10.3.1 Object Detection Roadmap: Class plus Box
Object detection adds location to classification: what object is present, and where is it in the image?
See the Box Workflow First



The important concepts are bounding box, class, confidence, IoU, threshold, false positive, false negative, and mAP.
Run an IoU Check
IoU measures how much the predicted box overlaps the ground-truth box.
truth = (10, 10, 50, 50)
pred = (20, 20, 60, 60)
def area(box):
x1, y1, x2, y2 = box
return max(0, x2 - x1) * max(0, y2 - y1)
ix1 = max(truth[0], pred[0])
iy1 = max(truth[1], pred[1])
ix2 = min(truth[2], pred[2])
iy2 = min(truth[3], pred[3])
intersection = area((ix1, iy1, ix2, iy2))

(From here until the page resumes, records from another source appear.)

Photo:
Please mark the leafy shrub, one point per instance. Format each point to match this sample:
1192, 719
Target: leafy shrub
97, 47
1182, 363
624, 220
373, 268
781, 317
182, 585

union = area(truth) + area(pred) - intersection
print("iou:", round(intersection / union, 3))
Expected output:
iou: 0.391
Detection debugging starts by printing boxes and metrics. Do not judge detection quality from one nice screenshot.
Learn in This Order
| Step | Read | Practice Output |
|---|---|---|
| 1 | Detection overview | Explain box, class, confidence, IoU, mAP |
| 2 | Classic detectors | Compare two-stage and one-stage ideas |
| 3 | YOLO | Understand grid prediction, threshold, NMS, and speed trade-offs |
| 4 | Detection practice | Record false positives, missed detections, and threshold changes |
Pass Check
You pass this chapter when you can explain a detection result with boxes, confidence, IoU, and at least one false-positive or false-negative case.